Text generation with FastAI LSTM issue

cdparks · April 3, 2020, 1:14am

I have been trying to chase down a bug for some time now pertaining to the quality of the generated text coming out of my LSTM models. The issue pertains to differences in the quality of the sampled text obtained via learn.predict vs a custom sampler function I wrote. For some models, the issue does not appear, and the quality of the text obtained via these two methods are equivalent, as they should be. In other cases, there is a vast difference in the quality of the text, with the default fastai predict method generating the correct quality level of text.

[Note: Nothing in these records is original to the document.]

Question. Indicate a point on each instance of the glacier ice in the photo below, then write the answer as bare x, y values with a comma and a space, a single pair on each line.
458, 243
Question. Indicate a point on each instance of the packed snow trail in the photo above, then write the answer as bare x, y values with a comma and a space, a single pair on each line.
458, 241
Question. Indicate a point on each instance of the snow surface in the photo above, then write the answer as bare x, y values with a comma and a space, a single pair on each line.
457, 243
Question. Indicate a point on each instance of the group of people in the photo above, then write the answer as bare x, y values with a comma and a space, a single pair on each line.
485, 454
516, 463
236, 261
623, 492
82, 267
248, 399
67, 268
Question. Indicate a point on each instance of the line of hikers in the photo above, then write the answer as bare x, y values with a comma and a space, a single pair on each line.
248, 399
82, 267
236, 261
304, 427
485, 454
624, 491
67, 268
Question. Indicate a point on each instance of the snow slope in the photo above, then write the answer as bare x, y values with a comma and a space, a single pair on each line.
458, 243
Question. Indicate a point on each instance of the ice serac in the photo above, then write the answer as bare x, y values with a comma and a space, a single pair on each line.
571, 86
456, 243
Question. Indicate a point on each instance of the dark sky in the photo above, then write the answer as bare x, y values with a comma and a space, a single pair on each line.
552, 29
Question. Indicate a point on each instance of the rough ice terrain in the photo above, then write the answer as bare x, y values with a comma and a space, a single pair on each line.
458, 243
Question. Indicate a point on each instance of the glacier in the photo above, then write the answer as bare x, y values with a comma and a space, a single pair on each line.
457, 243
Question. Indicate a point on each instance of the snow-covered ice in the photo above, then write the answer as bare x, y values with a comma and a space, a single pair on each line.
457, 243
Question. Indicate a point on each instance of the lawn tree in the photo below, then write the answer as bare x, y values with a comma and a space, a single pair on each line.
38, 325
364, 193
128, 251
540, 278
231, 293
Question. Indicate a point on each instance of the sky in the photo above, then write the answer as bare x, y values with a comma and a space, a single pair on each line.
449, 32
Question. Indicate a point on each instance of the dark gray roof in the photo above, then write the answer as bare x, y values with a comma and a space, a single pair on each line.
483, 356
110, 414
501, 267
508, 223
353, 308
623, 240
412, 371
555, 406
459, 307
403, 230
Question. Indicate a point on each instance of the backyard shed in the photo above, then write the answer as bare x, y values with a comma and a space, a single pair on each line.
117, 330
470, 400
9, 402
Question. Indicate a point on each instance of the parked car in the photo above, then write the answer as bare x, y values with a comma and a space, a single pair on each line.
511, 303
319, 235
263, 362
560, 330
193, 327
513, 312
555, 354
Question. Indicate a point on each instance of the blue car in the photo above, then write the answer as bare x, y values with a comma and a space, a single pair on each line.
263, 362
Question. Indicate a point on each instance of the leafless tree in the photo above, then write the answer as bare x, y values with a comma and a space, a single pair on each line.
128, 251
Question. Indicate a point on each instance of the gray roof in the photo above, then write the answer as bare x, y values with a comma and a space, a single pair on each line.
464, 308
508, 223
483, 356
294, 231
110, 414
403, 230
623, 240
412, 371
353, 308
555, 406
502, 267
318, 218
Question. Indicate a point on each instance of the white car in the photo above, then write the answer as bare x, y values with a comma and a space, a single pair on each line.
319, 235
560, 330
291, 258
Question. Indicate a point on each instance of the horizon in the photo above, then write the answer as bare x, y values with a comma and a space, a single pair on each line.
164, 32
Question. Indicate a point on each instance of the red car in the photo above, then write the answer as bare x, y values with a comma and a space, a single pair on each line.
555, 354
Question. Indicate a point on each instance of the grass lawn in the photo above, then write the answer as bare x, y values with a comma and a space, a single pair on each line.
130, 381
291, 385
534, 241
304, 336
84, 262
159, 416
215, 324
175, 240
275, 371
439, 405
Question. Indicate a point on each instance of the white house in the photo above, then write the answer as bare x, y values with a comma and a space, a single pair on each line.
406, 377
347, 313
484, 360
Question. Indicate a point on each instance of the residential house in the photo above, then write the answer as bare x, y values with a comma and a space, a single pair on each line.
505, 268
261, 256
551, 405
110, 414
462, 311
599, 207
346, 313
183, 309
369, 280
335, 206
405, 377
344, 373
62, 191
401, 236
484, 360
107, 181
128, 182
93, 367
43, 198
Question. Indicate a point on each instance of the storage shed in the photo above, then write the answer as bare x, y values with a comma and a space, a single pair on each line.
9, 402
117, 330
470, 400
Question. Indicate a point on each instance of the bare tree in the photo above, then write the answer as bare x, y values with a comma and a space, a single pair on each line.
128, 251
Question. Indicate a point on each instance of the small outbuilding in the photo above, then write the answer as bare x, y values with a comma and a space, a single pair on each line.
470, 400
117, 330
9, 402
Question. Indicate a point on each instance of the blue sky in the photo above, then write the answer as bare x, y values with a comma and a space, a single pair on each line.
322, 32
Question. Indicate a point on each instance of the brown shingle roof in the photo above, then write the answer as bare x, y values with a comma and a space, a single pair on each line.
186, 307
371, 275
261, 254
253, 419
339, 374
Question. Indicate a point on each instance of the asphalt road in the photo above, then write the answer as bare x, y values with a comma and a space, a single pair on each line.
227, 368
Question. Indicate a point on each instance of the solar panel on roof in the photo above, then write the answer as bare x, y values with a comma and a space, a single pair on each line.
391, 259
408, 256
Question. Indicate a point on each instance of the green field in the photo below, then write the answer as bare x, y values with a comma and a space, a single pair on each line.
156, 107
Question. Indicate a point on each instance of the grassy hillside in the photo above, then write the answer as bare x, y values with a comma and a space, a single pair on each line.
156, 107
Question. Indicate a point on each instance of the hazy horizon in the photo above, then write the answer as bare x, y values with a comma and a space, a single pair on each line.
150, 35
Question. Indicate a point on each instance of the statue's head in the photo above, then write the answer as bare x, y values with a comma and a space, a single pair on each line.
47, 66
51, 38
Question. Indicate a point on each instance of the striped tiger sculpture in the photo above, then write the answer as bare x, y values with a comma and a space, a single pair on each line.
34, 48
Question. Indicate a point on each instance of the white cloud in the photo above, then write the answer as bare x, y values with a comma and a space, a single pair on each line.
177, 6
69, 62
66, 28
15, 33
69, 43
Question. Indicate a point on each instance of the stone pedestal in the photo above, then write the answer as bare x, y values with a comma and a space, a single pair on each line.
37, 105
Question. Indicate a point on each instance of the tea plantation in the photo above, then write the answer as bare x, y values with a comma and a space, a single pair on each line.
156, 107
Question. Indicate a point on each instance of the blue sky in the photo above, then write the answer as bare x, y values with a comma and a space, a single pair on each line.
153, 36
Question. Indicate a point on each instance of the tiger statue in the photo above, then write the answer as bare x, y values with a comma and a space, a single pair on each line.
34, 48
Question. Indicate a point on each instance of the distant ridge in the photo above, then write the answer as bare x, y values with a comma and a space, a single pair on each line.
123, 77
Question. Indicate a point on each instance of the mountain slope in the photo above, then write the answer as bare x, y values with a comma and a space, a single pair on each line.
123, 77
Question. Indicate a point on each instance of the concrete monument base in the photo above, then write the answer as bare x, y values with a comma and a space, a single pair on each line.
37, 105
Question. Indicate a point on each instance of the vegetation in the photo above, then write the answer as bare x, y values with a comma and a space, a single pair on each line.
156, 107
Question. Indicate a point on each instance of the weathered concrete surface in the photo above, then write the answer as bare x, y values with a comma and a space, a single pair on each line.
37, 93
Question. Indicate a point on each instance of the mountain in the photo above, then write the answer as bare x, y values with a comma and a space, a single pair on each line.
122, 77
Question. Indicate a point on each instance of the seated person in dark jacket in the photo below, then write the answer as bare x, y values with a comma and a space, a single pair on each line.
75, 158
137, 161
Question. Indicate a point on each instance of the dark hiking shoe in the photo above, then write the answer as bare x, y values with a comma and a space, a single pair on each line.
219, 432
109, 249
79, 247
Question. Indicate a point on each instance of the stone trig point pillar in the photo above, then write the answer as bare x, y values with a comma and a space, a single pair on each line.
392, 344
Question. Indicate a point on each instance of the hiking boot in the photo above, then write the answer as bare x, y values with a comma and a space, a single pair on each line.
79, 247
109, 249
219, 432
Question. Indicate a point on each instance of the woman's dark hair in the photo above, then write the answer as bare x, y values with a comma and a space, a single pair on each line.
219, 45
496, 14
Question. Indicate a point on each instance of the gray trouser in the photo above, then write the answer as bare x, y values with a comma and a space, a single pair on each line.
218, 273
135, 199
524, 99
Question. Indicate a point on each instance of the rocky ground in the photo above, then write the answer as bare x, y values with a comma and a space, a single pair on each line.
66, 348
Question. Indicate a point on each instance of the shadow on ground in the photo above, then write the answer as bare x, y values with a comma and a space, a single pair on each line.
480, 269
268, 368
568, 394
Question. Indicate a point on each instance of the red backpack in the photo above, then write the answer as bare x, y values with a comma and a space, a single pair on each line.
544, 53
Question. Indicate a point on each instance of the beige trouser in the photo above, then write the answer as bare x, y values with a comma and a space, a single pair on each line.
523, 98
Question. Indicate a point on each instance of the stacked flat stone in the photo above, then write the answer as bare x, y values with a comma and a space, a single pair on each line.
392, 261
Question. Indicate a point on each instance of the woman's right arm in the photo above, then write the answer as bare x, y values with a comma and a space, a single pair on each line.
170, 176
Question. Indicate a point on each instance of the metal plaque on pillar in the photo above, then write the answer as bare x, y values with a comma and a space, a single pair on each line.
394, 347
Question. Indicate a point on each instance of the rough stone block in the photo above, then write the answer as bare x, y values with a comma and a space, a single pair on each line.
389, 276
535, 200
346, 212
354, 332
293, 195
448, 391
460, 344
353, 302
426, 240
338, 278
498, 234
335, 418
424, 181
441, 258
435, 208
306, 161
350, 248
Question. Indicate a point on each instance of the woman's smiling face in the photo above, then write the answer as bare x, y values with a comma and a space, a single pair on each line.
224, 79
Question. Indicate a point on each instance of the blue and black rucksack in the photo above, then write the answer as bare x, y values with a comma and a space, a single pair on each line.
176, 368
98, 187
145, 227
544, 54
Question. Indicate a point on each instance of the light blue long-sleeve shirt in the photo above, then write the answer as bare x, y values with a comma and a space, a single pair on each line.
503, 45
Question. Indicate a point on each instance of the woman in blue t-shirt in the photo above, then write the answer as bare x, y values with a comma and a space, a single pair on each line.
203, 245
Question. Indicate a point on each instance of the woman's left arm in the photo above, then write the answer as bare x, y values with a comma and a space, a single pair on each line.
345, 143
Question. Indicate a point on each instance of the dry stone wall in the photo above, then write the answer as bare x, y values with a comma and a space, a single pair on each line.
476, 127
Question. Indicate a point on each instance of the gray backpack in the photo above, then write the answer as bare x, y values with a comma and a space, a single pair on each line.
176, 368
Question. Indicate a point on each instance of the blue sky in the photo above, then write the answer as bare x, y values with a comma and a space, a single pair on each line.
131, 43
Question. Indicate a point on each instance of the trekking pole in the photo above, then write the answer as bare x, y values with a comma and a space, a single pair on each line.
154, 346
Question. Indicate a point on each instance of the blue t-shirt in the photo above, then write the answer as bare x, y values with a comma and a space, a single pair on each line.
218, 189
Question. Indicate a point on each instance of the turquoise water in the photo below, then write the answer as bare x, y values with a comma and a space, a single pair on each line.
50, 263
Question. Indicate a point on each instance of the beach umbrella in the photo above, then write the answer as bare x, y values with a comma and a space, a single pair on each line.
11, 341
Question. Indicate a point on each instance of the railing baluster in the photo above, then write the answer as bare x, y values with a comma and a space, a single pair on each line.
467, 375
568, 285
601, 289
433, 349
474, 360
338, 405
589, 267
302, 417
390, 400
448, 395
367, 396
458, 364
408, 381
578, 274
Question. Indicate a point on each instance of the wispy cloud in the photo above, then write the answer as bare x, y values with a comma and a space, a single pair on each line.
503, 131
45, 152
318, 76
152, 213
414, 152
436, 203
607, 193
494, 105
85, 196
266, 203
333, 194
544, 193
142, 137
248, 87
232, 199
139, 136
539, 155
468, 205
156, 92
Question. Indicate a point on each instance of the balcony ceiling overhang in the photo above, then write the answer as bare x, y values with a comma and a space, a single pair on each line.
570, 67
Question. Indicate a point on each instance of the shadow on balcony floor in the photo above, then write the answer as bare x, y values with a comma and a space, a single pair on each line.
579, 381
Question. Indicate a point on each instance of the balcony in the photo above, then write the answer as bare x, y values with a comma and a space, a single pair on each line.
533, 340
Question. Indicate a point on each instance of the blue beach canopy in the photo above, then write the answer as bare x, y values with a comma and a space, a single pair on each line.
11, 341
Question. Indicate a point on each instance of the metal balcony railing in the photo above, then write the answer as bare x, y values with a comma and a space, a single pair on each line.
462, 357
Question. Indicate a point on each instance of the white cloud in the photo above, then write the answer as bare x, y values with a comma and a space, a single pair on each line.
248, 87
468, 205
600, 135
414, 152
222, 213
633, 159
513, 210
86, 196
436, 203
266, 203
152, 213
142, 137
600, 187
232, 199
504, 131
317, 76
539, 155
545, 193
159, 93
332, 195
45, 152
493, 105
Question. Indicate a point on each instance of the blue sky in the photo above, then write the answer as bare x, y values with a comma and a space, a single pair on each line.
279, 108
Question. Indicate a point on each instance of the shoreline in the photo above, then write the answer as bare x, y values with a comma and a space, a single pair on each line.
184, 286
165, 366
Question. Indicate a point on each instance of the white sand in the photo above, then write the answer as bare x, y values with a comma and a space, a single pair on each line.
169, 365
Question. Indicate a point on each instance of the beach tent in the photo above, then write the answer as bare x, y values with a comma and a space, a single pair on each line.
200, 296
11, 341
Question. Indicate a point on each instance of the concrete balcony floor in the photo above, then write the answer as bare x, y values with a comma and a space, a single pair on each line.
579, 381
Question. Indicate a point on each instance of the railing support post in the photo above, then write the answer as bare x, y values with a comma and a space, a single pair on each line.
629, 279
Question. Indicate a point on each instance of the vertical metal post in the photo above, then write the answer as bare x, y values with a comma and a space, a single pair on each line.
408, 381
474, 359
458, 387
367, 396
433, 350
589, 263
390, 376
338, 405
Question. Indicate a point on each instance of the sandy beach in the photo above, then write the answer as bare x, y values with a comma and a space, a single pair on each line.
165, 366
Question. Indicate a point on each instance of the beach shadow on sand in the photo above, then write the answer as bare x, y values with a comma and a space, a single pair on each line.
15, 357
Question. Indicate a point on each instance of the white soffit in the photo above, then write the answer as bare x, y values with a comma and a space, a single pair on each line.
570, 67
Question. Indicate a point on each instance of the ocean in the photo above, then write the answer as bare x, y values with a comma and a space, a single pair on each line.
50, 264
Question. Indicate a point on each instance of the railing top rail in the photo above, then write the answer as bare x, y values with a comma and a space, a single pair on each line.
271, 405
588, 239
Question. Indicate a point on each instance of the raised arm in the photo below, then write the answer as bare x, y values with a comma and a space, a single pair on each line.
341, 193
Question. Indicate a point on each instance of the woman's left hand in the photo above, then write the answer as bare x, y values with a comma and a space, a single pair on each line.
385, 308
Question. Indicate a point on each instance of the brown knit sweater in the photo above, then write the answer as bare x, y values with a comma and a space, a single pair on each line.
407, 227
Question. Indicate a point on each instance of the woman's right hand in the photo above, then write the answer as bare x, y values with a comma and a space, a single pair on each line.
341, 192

I am able to gauge the quality of the text through some domain specific (cheminformatics) tools which tell where a piece of text is “valid” or not. Below, I tried to reduce the bug so it was as to the point as possible without the chemistry background.

Can anyone think of a reason my sampling function would not agree with the text learner predict function used in FastAI? To me, it should be as easy as soft maxing the decoded output from the linear layer, and sampling from a multinomial. Perhaps there is some callback I am not accounting for in my custom sampler fcn?

> 
> def fastai_get_smiles(learner):
>     tt = learner.predict('', n_words = 50000)
>     tt = tt.replace(' GO','').split(' END')
>     smiles = []
>     for text in tt:
>         smi = text.replace(' ','')
>         smiles.append(smi)
>     return smiles
> 
> def custom_sampler(learner):
>     learner.model.eval()
>     batch_sample=1000
>     seqs_gen = ['']*batch_sample
>     go_int = learner.data.train_ds.vocab.stoi['GO']
>     xb = np.array( [go_int]*batch_sample )
>     xb = torch.from_numpy(xb).to(device='cuda').unsqueeze(1)
>     max_seq_length=100
>     actions = torch.zeros((batch_sample, max_seq_length), dtype=torch.long).to(device='cuda')
>     learner.model.reset()
>     with torch.no_grad():
>         for i in range(0, max_seq_length):
>             output = learner.model(xb)[0].squeeze()
>             output_probs = F.softmax(output, dim=-1)
>             action = torch.multinomial(output_probs,1)
>             xb = action
>             actions[:,i] = action.squeeze()
>     return actions
> 
> def debug_code(learner):
>     smiles = fastai_get_smiles(learner)
>     #---domain specific function that tells how many of the generated text items are valid
>     valid1  = number_valid(smiles)
>     actions = custom_sampler(learner)
>     #---maps actions to text, and checks if the text is valid
>     valid2 = get_valid( actions,learner.data.train_ds.x.vocab.itos )
>     print( 'number of valid text generated via FastAI:',valid1/len(smiles) )
>     print( 'number of valid text from custom sampler:',valid2/actions.size()[0] )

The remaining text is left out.